This post is written by Clif Jarvis an advisor at Ohanesian / Lecours.
The tax cuts that went into effect this year lowered the corporate tax rate from 35% to 21%. Of course, most corporations were not paying that, the effective rate that was actually paid was much lower. However, the new lower 21% official rate allowed corporations to lower their effective rate even further and boost earnings. Also of great importance, it allowed for bringing overseas earnings back home for a limited time at a substantially reduced tax rate. While the goal of this ‘bring the money home’ legislation was to increase investments in plants, equipment, and jobs (which is happening) much of the cash is going to stock buybacks.
Stock buybacks are driving the stock market higher. Corporations are buying shares in the open market creating demand and driving prices higher. Additionally, when corporations buy their own shares they ‘retire’ these shares leaving fewer shares outstanding. Each remaining outstanding share then represents a larger piece of the corporation. Therefore, when total earnings are reported, a smaller number of shares are divided into them. This increases earnings per share and further boosts share price.
Unlike paying out dividends to shareholders, buybacks do not involve immediate taxation. Dividends are taxed up to 20% while buybacks can result in meaningful capital gains in share price which will only be taxed when they are eventually sold. Buybacks can be a very positive way to reward shareholders with earnings in excess of what the underlying corporation needs to finance ongoing business plans.
So far this year, buybacks are running at a record pace.

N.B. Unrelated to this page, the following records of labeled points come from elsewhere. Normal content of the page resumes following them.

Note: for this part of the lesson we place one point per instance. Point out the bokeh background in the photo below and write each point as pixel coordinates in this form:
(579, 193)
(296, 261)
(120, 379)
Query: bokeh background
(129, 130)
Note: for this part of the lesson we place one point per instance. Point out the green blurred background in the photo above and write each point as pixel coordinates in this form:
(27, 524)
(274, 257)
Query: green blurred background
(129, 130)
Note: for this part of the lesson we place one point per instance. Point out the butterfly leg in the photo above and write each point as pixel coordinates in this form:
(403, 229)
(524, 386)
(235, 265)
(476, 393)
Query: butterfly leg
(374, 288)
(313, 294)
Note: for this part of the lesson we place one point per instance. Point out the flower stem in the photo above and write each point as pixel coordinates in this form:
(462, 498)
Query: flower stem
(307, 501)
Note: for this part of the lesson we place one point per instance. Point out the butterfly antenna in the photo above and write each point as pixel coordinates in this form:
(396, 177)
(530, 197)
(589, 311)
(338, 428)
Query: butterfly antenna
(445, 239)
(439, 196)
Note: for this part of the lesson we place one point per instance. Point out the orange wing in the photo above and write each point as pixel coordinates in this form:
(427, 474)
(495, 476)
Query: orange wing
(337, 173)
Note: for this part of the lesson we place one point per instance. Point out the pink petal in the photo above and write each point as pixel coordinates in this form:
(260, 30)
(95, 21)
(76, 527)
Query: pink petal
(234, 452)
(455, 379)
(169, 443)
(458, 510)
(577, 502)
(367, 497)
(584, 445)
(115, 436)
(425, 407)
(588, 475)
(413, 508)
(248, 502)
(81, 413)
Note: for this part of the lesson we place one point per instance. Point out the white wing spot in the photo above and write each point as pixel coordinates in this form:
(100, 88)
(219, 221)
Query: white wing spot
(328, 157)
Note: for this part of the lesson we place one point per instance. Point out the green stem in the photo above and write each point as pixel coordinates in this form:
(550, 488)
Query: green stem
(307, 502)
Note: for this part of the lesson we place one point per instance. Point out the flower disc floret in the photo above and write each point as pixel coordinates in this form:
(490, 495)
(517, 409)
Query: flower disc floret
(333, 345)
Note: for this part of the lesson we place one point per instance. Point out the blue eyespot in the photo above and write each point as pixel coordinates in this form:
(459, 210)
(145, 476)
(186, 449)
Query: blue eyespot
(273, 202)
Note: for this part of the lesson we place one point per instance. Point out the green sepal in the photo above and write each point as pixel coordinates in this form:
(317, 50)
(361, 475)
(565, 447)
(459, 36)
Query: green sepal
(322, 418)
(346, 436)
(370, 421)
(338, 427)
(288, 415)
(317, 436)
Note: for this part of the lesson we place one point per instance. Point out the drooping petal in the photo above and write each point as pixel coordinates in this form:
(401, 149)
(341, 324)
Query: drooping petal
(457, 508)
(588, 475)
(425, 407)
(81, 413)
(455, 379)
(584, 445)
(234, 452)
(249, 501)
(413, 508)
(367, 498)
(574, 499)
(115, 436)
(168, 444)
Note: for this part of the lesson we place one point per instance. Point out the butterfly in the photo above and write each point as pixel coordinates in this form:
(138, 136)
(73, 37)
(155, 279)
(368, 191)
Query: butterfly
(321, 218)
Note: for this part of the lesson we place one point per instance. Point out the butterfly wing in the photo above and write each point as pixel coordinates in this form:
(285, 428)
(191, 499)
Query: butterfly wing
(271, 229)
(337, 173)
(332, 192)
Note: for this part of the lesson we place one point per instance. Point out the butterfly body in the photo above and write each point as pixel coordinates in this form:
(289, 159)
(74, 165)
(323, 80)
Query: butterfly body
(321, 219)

Furthermore, and not quite as positive, several years of ultra-low interest rates have encouraged corporations to borrow money to buy back shares. This has resulted in record levels of debt carried by U.S. corporations. While stock buybacks help boost share price in the short run, this incurred debt may be problematic over the long run as more and more money is going towards interest payments. This leaves less for ongoing business needs, especially in recessionary times.
While there is no equation to forecast the effect of buy backs on future share prices, it is continues to be a very strong positive in the short run.